In addition to selling coffee and other goodies, the Seward will now host what Sign calls “white punk shows, Southside shows” throughout the spring. They want to turn the cafe into a vehicle for wealth redistribution. “We're working on event documents that say how much it would be to rent the space, and here's what we will take in trade or goods. We want all your offers. It doesn't have to be capital,” they say, while adding that they feel good about accepting money offers from white people who want to use the building. “That money will go towards QTBIPOC-focused events, because we know that marginalized communities need that to be free.”

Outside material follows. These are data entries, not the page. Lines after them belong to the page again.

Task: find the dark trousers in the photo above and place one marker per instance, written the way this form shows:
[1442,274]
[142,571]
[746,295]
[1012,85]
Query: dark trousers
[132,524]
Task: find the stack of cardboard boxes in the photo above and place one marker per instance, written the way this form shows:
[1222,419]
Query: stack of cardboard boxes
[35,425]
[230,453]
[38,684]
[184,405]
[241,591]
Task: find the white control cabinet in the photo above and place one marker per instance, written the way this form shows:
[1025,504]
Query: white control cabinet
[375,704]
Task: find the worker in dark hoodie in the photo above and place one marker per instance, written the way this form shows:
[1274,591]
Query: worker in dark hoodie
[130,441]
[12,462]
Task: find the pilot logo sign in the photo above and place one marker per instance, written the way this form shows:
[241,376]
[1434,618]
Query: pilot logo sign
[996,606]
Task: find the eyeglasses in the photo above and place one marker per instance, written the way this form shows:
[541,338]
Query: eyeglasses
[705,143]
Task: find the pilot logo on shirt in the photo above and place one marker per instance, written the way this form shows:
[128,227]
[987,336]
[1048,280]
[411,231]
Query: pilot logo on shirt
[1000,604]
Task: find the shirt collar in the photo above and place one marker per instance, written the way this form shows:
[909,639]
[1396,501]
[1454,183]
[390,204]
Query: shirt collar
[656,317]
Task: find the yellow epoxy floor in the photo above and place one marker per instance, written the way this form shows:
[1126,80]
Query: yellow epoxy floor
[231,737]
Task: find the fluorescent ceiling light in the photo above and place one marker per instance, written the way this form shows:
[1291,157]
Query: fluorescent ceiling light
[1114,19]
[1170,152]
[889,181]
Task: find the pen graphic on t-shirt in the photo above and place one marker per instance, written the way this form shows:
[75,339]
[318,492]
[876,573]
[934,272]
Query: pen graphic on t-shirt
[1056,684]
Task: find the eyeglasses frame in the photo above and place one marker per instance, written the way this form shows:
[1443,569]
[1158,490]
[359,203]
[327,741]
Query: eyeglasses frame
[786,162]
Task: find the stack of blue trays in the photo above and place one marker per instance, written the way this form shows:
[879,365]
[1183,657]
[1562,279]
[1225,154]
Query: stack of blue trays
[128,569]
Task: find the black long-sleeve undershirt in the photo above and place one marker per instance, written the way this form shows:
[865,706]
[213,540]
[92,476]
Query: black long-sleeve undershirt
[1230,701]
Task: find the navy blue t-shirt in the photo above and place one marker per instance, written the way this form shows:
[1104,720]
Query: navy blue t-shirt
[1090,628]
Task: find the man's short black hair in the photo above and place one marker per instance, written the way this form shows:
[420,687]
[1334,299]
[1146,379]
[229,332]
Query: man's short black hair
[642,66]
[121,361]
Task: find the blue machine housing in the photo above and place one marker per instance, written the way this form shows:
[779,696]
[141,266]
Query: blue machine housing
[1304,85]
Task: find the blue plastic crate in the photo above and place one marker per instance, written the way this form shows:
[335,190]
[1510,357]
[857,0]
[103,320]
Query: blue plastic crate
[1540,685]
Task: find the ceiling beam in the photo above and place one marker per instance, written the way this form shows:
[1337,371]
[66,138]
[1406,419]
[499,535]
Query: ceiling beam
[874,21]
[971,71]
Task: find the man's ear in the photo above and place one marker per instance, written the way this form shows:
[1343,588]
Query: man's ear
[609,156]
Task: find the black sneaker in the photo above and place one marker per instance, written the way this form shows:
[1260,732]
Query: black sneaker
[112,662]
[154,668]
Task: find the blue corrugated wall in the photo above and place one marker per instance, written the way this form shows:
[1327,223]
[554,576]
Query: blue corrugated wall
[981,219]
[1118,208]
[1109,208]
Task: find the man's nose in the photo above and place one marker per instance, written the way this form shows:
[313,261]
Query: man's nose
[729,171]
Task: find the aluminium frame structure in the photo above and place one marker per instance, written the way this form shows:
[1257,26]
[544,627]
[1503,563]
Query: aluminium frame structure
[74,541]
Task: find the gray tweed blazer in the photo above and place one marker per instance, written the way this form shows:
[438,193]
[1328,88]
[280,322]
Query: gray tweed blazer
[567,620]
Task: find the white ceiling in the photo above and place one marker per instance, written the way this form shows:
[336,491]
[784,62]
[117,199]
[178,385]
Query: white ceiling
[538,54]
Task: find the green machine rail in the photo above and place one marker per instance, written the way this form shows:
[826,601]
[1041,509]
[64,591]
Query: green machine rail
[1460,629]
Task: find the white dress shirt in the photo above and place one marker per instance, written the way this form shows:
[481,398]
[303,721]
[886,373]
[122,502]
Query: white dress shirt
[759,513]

Sign says that once the latest iteration of the cafe gets off the ground, the new crew hopes to turn it into an events space to host skill shares, art creation events, workshops, and concerts outside of regular business hours. New staff are hired with the understanding that they will work half-time as baristas and spend their other hours working to improve the cafe and its role in the community, Sign says, whether that means picking up social media responsibilities, organizing events, working in the garden, or any other projects they're excited about.
“I want to just offer to people something that sparks that fire in them to be like, ‘Oh, wait a second. There's more than this bullshit box inside of a box inside of a box that's just cutting down trees to make money for more boxes,’” they say. They’re starting with the cafe to build on elements of a long history of cooperation to create something they believe in for the future.